NOVEL SCREEN FOR MINERALIZED CRANIOFACIAL AND TOOTH MUTANTS IN ZEBRAFISH

斑马鱼矿化颅面和牙齿突变体的新型筛查

• 批准号: 7577329
• 负责人: PAMELA C YELICK
• 金额: $ 39.21万
• 依托单位: TUFTS UNIVERSITY BOSTON
• 依托单位国家: 美国
• 财政年份: 2007
• 资助国家: 美国
• 起止时间: 2007-02-01 至 2011-01-31
• 项目状态: 已结题
• 来源: https://reporter.nih.gov/project-details/7577329
• 关键词: Animal Model; Award; Binding; Biological Assay; Biological Response Modifier Therapy; Cataloging; Catalogs; Chemicals; Cleft Lip; Complex; Complication; Craniosynostosis; DNA; Data; Defect; Development; Ethylnitrosourea; Exhibits; Family; Gene Mutation; Genes; Genetic; Genomics; Goals; Grant; Growth and Development function; Human; Human Development; In Vitro; Joint structure of suture of skull; Knowledge; Laboratories; Left; Life; Mammals; Maps; Methods; Modeling; Molecular; Molecular Genetics; Molecular Target; Mus; Mutagenesis; National Institute of Dental and Craniofacial Research; Natural regeneration; Nature; Operative Surgical Procedures; Palate; Pathology; Pathway interactions; Penetrance; Proteins; Research; Research Design; Research Personnel; Sample Size; Signal Transduction; Skeletal Development; Supernumerary Tooth; Testing; Time; Tissue Sample; Tissues; Tooth Loss; Tooth structure; Work; Zebrafish; base; cartilage development; clinically relevant; craniofacial; craniofacial repair; design; experience; gene conservation; gene function; gene therapy; genetic analysis; human tissue; in vivo; innovation; mutant; novel; premature; programs; receptor; repaired; skeletal; skeletogenesis; suture fusion

DESCRIPTION (provided by applicant): The broad objective of this study is to identify molecular targets regulating zebrafish craniofacial skeletogenesis and primary and replacement tooth formation (RTF), that can be manipulated to repair human craniofacial skeletal and tooth defects in humans.
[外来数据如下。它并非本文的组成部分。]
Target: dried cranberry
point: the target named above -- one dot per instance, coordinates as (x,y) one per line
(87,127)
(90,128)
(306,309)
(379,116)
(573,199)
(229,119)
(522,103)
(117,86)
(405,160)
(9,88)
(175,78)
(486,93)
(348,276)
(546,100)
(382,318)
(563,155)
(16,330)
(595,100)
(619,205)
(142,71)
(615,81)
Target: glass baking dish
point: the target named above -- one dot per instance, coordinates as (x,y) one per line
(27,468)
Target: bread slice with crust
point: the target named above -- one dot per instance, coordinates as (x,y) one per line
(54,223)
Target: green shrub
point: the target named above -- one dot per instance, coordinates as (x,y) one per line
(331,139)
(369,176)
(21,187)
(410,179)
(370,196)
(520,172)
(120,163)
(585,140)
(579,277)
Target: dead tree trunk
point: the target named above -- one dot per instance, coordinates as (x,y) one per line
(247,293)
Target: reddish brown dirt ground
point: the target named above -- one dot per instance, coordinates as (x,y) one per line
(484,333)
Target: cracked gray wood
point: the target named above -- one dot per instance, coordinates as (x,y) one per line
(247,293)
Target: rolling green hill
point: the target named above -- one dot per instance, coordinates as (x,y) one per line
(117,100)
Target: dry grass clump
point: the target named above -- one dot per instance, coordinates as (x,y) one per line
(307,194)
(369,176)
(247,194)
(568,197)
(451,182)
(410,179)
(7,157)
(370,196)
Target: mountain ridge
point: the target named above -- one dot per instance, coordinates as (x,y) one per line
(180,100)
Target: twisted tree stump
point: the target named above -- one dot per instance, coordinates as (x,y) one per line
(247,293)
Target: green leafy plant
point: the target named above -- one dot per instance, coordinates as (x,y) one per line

Although significant research efforts have resulted in the identificaton of certain gene mutations responsible for human craniofacial skeletal defects, functional characterizations have been hampered by limited availability of human tissues and suitable animal models. Similarly, clinically relevant biological therapies to regenerate teeth do not currently exist, and research on tooth regeneration strategies is hampered by similar limitations. Targeted, molecular based therapies to effectively and permanently correct mineralized craniofacial and tooth defects would be a significant advancement over current surgical repair methods. The fact that zebrafish craniofacial skeletal development closely resembles that of mammals, combined with the fact that zebrafish continuously regenerate teeth throughout their lives, provides a unique opportunity to define and funcitionally characterize molecular signaling cascades directing mineralized craniofacial skeletal and replacement tooth development. The extensive conservation of gene identity, genomic organization and gene function between zebrafish and humans allows for studies in zebrafish to be directly related to human development. Our long term goal is to identify genetic pathways that can be manipulated to repair craniofacial skeletal defects and initiate RTF in humans. The objective of this study is to exploit the zebrafish to perform functional studies of molecular mechanisms regulating craniofacial mineralized skeletal and tooth formation. In this proposal we will first perform a forward genetic ENU mutagenesis screen, combined with a sensitive in vivo assay for mineralized tissue formation, to identify novel craniofacial skeletal and RTF mutants. Next, we will confirm the molecular identity, and perform functional characterization, of each identified mutant. We anticipate that the proposed studies will reveal molecular signaling cascades that may facilitate the implementation of clinically relevant gene based therapies to correct mineralized craniofacial skeletal and tooth defects in humans.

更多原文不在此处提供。